Одд и ледяные великаны | страница 29
Один окунул руку в кувшин, достал шарик воды размером не больше человеческого глазного яблока, поднес его к пламени свечи и сказал:
– Смотри в него.
Одд посмотрел в водяной шарик, и его мир вспыхнул всеми цветами радуги, а потом стало темно.
В следующий раз Одд открыл глаза уже дома.
Глава восьмая. Что было потом
– Это он. То есть я.
Я – это он. Я Одд
Одд оперся на посох, глядя с вершины холма на деревню. Потом зашагал по тропинке, что приведет его домой. Он по-прежнему хромал, но уже не так сильно. Его правая нога никогда не будет такой же крепкой, как левая. Но она не болела, и за это он был благодарен Фрейе.
Приближаясь к деревне, он слышал шум. Так шумит тающий снег, когда высвобожденные воды стекают в долину. Временами он слышал, как с деревьев на землю падает снег, как трещит и ломается лед, затянувший все мелководье залива в эту вечную зиму.

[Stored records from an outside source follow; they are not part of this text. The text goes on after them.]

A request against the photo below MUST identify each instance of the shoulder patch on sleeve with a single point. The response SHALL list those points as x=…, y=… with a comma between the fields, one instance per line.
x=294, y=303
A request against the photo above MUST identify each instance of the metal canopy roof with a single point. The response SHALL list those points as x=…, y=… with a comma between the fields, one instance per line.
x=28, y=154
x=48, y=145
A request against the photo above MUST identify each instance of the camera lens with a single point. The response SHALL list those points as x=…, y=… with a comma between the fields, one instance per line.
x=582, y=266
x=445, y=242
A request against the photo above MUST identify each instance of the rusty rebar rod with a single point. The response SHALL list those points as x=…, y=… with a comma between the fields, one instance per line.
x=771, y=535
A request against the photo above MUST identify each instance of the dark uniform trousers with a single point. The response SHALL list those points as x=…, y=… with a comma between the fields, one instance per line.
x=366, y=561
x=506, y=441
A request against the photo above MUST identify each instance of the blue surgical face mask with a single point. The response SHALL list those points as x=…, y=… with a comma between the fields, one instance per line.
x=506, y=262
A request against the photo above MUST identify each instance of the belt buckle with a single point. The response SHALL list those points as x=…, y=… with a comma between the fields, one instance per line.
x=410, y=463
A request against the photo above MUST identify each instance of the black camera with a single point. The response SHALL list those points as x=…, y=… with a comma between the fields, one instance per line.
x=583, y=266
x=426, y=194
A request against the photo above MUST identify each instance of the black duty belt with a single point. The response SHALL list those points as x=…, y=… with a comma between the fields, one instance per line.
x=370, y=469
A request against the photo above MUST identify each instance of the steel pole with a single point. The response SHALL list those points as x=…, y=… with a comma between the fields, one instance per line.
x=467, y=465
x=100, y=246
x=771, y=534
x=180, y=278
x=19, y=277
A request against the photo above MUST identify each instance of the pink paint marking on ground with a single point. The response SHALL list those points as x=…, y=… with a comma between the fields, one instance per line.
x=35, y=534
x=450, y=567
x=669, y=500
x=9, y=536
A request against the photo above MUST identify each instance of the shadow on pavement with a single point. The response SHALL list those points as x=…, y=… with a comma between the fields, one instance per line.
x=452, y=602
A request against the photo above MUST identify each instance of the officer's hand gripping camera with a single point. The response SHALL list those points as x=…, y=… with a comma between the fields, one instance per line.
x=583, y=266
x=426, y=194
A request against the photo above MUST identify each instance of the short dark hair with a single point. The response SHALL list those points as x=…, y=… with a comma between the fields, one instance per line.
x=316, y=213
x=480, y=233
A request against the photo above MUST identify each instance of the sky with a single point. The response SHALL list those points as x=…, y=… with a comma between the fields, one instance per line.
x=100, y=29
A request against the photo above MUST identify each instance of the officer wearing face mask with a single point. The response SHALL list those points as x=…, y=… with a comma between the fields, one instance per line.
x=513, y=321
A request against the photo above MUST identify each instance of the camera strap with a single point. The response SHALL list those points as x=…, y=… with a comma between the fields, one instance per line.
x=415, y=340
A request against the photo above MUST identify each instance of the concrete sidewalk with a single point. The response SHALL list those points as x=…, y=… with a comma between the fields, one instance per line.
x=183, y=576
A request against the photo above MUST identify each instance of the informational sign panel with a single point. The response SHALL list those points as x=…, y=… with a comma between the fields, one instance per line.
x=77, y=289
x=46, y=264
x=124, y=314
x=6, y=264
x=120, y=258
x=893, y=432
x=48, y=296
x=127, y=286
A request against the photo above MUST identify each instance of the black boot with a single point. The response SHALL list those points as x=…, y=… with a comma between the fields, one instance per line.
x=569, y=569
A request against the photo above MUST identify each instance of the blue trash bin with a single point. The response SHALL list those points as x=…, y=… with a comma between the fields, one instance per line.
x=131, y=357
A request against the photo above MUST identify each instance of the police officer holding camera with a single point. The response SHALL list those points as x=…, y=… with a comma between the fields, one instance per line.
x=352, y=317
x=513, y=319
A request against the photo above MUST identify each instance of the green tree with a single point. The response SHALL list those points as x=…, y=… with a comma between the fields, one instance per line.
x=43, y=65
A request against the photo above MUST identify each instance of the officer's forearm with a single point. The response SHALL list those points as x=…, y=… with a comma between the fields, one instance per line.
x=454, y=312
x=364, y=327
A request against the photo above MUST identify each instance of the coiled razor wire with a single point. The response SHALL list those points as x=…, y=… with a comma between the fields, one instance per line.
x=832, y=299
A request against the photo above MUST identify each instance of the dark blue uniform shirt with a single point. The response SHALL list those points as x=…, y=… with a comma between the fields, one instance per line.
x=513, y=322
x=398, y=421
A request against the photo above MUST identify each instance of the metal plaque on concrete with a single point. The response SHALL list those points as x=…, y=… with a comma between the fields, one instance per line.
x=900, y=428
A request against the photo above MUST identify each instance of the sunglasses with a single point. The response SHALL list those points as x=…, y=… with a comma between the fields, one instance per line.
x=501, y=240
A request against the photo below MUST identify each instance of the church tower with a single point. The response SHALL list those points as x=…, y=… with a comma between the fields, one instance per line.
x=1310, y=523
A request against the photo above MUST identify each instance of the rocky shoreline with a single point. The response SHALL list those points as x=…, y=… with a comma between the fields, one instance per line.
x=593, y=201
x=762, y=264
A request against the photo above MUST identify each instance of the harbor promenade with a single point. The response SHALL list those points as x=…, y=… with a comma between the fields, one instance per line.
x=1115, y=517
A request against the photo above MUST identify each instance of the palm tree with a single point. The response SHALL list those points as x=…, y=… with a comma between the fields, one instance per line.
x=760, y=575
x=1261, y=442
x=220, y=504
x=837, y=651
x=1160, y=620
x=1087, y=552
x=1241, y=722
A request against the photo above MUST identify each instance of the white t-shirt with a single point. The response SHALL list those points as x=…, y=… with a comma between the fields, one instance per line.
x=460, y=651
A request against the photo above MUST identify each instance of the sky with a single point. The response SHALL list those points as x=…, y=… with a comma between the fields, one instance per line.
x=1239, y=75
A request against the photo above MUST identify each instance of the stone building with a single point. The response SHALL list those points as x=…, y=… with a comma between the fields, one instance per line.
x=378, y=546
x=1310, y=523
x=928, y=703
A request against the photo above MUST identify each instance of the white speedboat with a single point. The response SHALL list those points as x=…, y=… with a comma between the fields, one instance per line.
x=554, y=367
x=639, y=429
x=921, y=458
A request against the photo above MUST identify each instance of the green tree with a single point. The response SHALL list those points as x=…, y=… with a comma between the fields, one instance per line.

Через несколько дней, думал Одд, здесь будет мокрая грязь. Через считаные недели все утонет в зелени.
Одд вошел в деревню. На миг ему показалось, что он попал не туда, потому что все было совсем не таким, как он помнил, когда уходил меньше недели назад. Ему вспомнилось, как животные выросли, оказавшись в Асгарде, и как на следующий день они вроде бы сделались меньше.
Он не знал, в чем тут дело. Может быть, на него так подействовал воздух Асгарда? Или вода из источника в чаще леса?
Он подошел к дому Толстяка Элфреда и постучал посохом в дверь.
– Кто там? – послышался голос.
– Это я, Одд, – сказал Одд.
Из-за двери донесся шум, взбудораженный шепот, приглушенный разговор. Одд различил самый громкий из голосов, негодующий на никчемных мальчишек, крадущих копченых лососей, и грозящий так проучить наглеца, что тот вовек не забудет урока. Потом послышался скрип отодвигаемого засова.
Дверь приоткрылась, и высунувшийся наружу Толстяк Элфред в замешательстве уставился на Одда.
– Виноват, обознался, – пробурчал он ни капельки не виновато. – Я думал, явился мой беглый пасынок.
Одд посмотрел на него с высоты своего нового роста. Потом улыбнулся и сказал:
– Это он. То есть я. Я – это он. Я Одд.
Толстяк Элфред ничего не сказал. Из-за его широченной спины уже повысовывались любопытные лица его многочисленных сыновей и дочерей. Они с опаской поглядывали на Одда.
– Матушка дома? – спросил Одд.
Толстяк Элфред откашлялся.
– Ты вырос, – сказал он. – Если это и вправду ты.
Одд лишь улыбнулся – улыбкой столь возмутительной, что все сомнения вмиг отпадали. Это он, больше некому.